Sehgal is the chairman of two seed companies. Misr Hytech Seed International S.A.E. in Cairo (which he helped establish with other shareholders) is a leading seed company in Egypt, breeding and developing high-yielding corn, sorghum, and squash. The other seed company, Hytech India, which Sehgal founded in 2004,
develops high-yielding hybrid seeds in Hyderabad, India.

Sehgal is a Trustee Emeritus of the Missouri Botanical Garden in St. Louis, having helped to establish the William L. Brown Center of Economic Botany at the Missouri Botanical Garden in 2001.

Sehgal has served as a trustee or board member of several other nonprofit organizations, including the Ashoka Trust for Research in Ecology and the Environment (ATREE) and the Trust for Advancement of Agricultural Sciences (TAAS).

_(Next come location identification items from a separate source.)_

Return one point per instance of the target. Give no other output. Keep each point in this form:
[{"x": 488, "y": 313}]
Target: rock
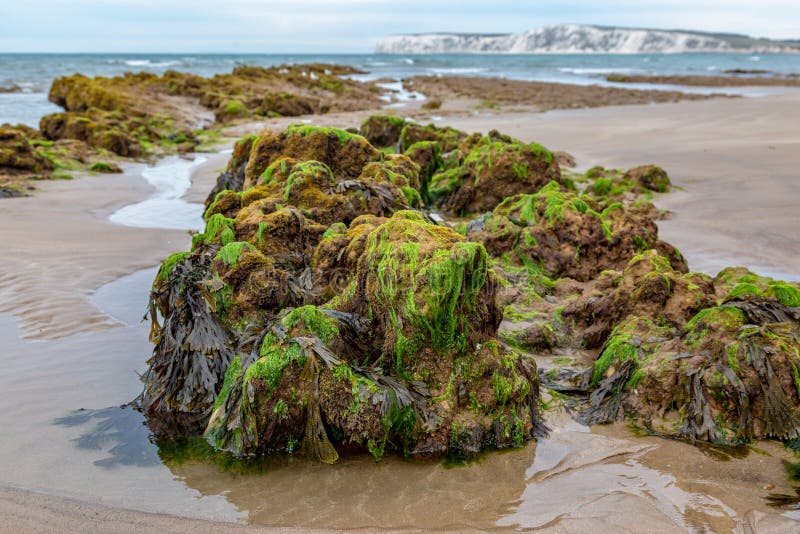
[
  {"x": 17, "y": 154},
  {"x": 448, "y": 138},
  {"x": 565, "y": 159},
  {"x": 288, "y": 105},
  {"x": 729, "y": 377},
  {"x": 564, "y": 234},
  {"x": 414, "y": 375},
  {"x": 650, "y": 177},
  {"x": 490, "y": 169},
  {"x": 355, "y": 320},
  {"x": 382, "y": 130}
]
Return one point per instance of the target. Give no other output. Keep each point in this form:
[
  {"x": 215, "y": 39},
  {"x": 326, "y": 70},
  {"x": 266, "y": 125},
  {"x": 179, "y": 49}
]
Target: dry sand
[{"x": 737, "y": 160}]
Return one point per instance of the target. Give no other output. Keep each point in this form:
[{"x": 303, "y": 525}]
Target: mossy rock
[
  {"x": 447, "y": 137},
  {"x": 491, "y": 169},
  {"x": 17, "y": 154},
  {"x": 560, "y": 233},
  {"x": 729, "y": 377},
  {"x": 382, "y": 130},
  {"x": 650, "y": 177},
  {"x": 398, "y": 366}
]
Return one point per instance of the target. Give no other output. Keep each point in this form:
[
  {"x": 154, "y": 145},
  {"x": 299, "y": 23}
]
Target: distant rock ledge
[{"x": 580, "y": 39}]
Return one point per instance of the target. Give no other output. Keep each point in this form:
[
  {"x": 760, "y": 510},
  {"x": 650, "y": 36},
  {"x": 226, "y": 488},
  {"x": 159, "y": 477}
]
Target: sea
[{"x": 25, "y": 78}]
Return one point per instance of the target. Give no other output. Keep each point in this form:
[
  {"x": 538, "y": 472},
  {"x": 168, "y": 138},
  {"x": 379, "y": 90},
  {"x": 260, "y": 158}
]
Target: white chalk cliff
[{"x": 576, "y": 39}]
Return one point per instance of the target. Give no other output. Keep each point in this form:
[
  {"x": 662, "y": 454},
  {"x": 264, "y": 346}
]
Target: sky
[{"x": 341, "y": 26}]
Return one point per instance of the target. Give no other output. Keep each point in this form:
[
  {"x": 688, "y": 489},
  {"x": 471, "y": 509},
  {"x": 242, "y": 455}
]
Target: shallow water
[
  {"x": 166, "y": 207},
  {"x": 33, "y": 73},
  {"x": 71, "y": 438}
]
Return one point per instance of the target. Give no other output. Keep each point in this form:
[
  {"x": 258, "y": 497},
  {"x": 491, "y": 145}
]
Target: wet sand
[
  {"x": 737, "y": 161},
  {"x": 91, "y": 345}
]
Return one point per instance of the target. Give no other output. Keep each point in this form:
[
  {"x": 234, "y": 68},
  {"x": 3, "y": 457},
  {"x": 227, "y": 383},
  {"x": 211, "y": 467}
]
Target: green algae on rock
[
  {"x": 345, "y": 318},
  {"x": 350, "y": 320}
]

== Honors, awards and international recognition ==
- Suri Sehgal received the Pride of India Gold Award in 2007 from NRI Institute, Washington, D.C. Chapter and the Bharat Samman Lifetime Achievement Award for contributions to the development of India in 2009, also from the NRI Institute for promoting cultural, academic, and socioeconomic interests of Indian diasporas.
- For Sehgal's contributions to water management in semiarid regions, Suri Sehgal Lake was named by ICRISAT Patancheru in 2009.
- Sehgal received the Leadership in Philanthropy Award in 2011 from the American India Foundation.
- He was presented with the Global Indian Karmaveer Puraskaar Lifetime Achievement Award for Social Justice and Citizen Action in 2013 from the Indian Confederation of NGOs (iCONGO).
- A history of S M Sehgal Foundation's first fifteen years, published in 2016, called Together We Empower: Rekindling Hope in Rural India, documented the progress and successes as well as the missteps and learnings of the work done in partnership with communities. The foundation has received multiple awards for achievements and inventions in water management, agriculture development, good rural governance, community radio, and book publishing.
- Sehgal received the 2016 American Bazaar Philanthropy Award for committing the bulk of his wealth to the development and empowerment of rural India.
- Hytech Seed India was recognized with two awards at the Agri Business Summit and Agri Awards, ABSA 2021 Award for Best Field Crop Seed Company in the Agri Input Industry; and the Seedsmen Association Annual Awards 2021 under the category of Seed Entrepreneur for “valuable contributions to the farming community, in particular to the seed industry.
- Suri Sehgal was announced the winner of the MS Swaminathan Award for the year 2022 for leadership in agriculture.